HIV stands for human immunodeficiency virus. It is a virus that weakens your immune system, your body’s built-in defence against disease and illness. Without treatment, HIV can make it harder for your body to fight off other diseases and illnesses. Over time, you can become sick with life-threatening infections. This is the most serious stage of HIV infection, called AIDS (acquired immune deficiency syndrome).

Lymphatic systemThere’s no cure for HIV, but with the right treatment, care and support, most people with HIV can stay healthy and live long lives.

What is hepatitis C?

Hepatitis viruses infect the liver. There are three types of hepatitis viruses that are common in Canada: hepatitis A, hepatitis B and hepatitis C. These viruses are different; they are passed in different ways; they produce different symptoms and require different treatments. This booklet focuses on hepatitis C.
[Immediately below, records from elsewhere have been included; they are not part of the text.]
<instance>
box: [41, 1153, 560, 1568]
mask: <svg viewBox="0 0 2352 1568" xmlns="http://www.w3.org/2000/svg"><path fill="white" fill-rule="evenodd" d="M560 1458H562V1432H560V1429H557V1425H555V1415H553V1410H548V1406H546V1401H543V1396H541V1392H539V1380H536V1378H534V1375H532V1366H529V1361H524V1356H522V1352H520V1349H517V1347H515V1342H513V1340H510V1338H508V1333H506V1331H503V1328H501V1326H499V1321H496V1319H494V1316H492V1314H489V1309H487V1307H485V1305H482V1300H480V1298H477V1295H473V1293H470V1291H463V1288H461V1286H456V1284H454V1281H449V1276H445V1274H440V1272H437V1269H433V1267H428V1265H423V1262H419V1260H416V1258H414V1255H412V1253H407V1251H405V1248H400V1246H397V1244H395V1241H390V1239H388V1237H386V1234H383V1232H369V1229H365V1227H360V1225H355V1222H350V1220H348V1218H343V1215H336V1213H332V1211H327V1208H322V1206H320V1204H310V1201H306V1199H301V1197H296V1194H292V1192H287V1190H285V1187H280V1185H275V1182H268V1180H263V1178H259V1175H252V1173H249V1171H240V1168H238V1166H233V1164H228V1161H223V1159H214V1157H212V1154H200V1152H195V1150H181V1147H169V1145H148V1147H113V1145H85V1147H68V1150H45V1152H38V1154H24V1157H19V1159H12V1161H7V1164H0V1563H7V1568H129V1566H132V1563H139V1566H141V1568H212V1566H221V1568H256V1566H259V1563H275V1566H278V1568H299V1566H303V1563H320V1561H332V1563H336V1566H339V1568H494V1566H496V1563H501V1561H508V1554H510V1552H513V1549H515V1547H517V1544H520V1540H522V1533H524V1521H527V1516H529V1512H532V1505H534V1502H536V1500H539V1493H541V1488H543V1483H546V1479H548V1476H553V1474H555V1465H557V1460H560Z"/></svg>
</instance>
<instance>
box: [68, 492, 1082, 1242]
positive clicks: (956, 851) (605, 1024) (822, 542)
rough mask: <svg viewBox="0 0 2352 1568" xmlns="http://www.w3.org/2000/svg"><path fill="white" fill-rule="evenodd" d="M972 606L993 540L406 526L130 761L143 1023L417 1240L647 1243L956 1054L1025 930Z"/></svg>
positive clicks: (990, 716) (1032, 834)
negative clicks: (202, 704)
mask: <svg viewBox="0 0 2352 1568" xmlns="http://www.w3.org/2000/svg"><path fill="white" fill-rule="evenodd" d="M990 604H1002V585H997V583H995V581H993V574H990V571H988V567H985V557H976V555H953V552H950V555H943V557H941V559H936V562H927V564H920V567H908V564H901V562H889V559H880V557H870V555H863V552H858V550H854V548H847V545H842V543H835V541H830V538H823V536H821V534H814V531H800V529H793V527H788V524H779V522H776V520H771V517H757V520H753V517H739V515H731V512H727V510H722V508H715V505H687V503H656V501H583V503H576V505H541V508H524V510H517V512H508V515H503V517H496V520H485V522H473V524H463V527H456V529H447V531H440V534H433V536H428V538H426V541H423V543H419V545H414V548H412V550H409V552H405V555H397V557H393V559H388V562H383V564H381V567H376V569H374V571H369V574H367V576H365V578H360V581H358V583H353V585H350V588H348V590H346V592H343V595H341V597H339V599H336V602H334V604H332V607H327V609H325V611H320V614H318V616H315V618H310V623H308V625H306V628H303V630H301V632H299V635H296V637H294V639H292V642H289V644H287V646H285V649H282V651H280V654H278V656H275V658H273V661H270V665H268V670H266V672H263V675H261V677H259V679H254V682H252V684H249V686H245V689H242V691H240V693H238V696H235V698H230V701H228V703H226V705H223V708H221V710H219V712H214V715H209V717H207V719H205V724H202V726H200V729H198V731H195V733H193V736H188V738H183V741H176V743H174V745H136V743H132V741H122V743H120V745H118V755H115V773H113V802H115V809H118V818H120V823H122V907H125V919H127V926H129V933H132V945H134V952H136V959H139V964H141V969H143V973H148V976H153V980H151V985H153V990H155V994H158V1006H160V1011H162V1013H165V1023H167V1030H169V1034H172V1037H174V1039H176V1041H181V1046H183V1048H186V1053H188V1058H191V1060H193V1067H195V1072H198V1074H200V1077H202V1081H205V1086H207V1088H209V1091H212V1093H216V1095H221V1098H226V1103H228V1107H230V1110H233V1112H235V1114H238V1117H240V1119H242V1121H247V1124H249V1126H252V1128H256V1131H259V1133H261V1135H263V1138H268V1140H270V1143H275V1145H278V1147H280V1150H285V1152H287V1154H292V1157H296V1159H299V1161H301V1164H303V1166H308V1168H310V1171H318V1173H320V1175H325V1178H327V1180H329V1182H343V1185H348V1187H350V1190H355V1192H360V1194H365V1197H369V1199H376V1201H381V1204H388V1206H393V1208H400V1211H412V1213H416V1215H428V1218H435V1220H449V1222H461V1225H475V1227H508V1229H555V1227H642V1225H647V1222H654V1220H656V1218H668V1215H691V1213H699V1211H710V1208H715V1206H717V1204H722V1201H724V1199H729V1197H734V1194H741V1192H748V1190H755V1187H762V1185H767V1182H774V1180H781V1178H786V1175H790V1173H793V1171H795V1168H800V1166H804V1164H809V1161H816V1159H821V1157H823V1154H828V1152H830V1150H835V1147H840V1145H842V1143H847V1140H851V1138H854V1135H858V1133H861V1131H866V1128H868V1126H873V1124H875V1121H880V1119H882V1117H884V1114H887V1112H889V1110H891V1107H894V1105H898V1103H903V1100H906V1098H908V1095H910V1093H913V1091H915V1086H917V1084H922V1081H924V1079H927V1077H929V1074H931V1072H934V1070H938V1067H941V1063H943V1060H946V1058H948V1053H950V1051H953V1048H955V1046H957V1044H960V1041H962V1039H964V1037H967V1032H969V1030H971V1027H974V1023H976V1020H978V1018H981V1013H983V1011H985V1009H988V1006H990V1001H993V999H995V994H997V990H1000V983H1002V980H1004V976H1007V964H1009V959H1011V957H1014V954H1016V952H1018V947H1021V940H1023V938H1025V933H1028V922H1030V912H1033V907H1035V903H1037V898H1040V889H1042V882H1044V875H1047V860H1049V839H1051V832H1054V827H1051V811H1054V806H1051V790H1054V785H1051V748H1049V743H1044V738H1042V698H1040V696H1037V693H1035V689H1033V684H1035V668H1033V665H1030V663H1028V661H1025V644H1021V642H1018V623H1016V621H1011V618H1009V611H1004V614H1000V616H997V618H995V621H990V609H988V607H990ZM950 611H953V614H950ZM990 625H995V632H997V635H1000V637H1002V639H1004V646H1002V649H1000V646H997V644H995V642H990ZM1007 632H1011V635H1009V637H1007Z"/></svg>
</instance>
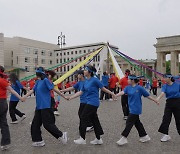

Hepatitis C is a virus that affects your liver and causes damage to this important organ. This type of damage is called fibrosis in earlier stages and cirrhosis in later stages. Over time, the damaged liver isn’t able to work as well. In severe cases, cirrhosis can lead to liver failure and/or liver cancer.

After infection with hepatitis C, the body tries to fight the virus. In some people, the body is able to clear the virus without treatment. If the virus is still in the body after six months, the infection becomes chronic and stays in the body unless you take medication to treat it.

There is a cure for hepatitis C. Hepatitis C treatment can completely clear the virus from the body. But there is no vaccine to prevent hepatitis C and the body does not develop protection against the virus. It is possible to become infected again.

How do you know whether you are co‑infected?

A person can be co-infected and not know it. Both HIV and hepatitis C are slow-acting viruses. People can be infected for years with either virus without having any signs or symptoms of illness.

Tests are the only way to find out for sure if you have HIV and hepatitis C. The test for HIV is a blood test. Hepatitis C is detected with two blood tests. The first test is called an antibody test and the second test is called an RNA test (also called a PCR test or a viral load test). Only the RNA test can tell you if you currently have hepatitis C.